Given that some of the systems that the states are using are 20, 30 and even 40 years old, it is highly unlikely that the states will create a systemic fix any time soon.
This person is apparently out of luck because they don’t know what state the claim was made in. I am guessing the states will need to be on the wrong end of a lawsuit in order for them to change this nationwide.
Even just trying to reach the state unemployment departments on the phone is more than a challenge.
For people who lost their job to be a victim of identity theft and have their safety net ripped out from under them – that is a huge problem with no quick fix.
The FTC recently did an experiment to see how quickly thieves used stolen data after it was posted on the dark web.
They created 100 fictitious consumers and gave them credit cards or bitcoin wallets. Each fictitious consumer had a name, email and passwords as well.
They posted the data twice – first on April 27th and then again on May 4th.
There are two kinds of thieves, the FTC says.
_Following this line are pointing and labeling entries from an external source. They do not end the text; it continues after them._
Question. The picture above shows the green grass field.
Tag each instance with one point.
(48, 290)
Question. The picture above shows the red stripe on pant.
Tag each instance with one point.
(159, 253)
Ones who run test transactions to see if the card still works and others who just make big purchases right off the bat.
After the data was published on May 4th, it took thieves NINE MINUTES to start using the data. On April 27th, it took a little longer – NINETY MINUTES.
In either case, it says that it doesn’t take very long.
In total there were over 1,200 attempts to use the bogus accounts. In addition, there were close to 500 attempts to access the bogus emails. The attempted transactions were for more than $12,000.
One note that the FTC did make – none of the accounts that had two factor authentication enabled were accessed. Almost everyone offers two factor authentication these days. We recommend that you use two factor authentication whenever it is available.
Information for this post came from CNN.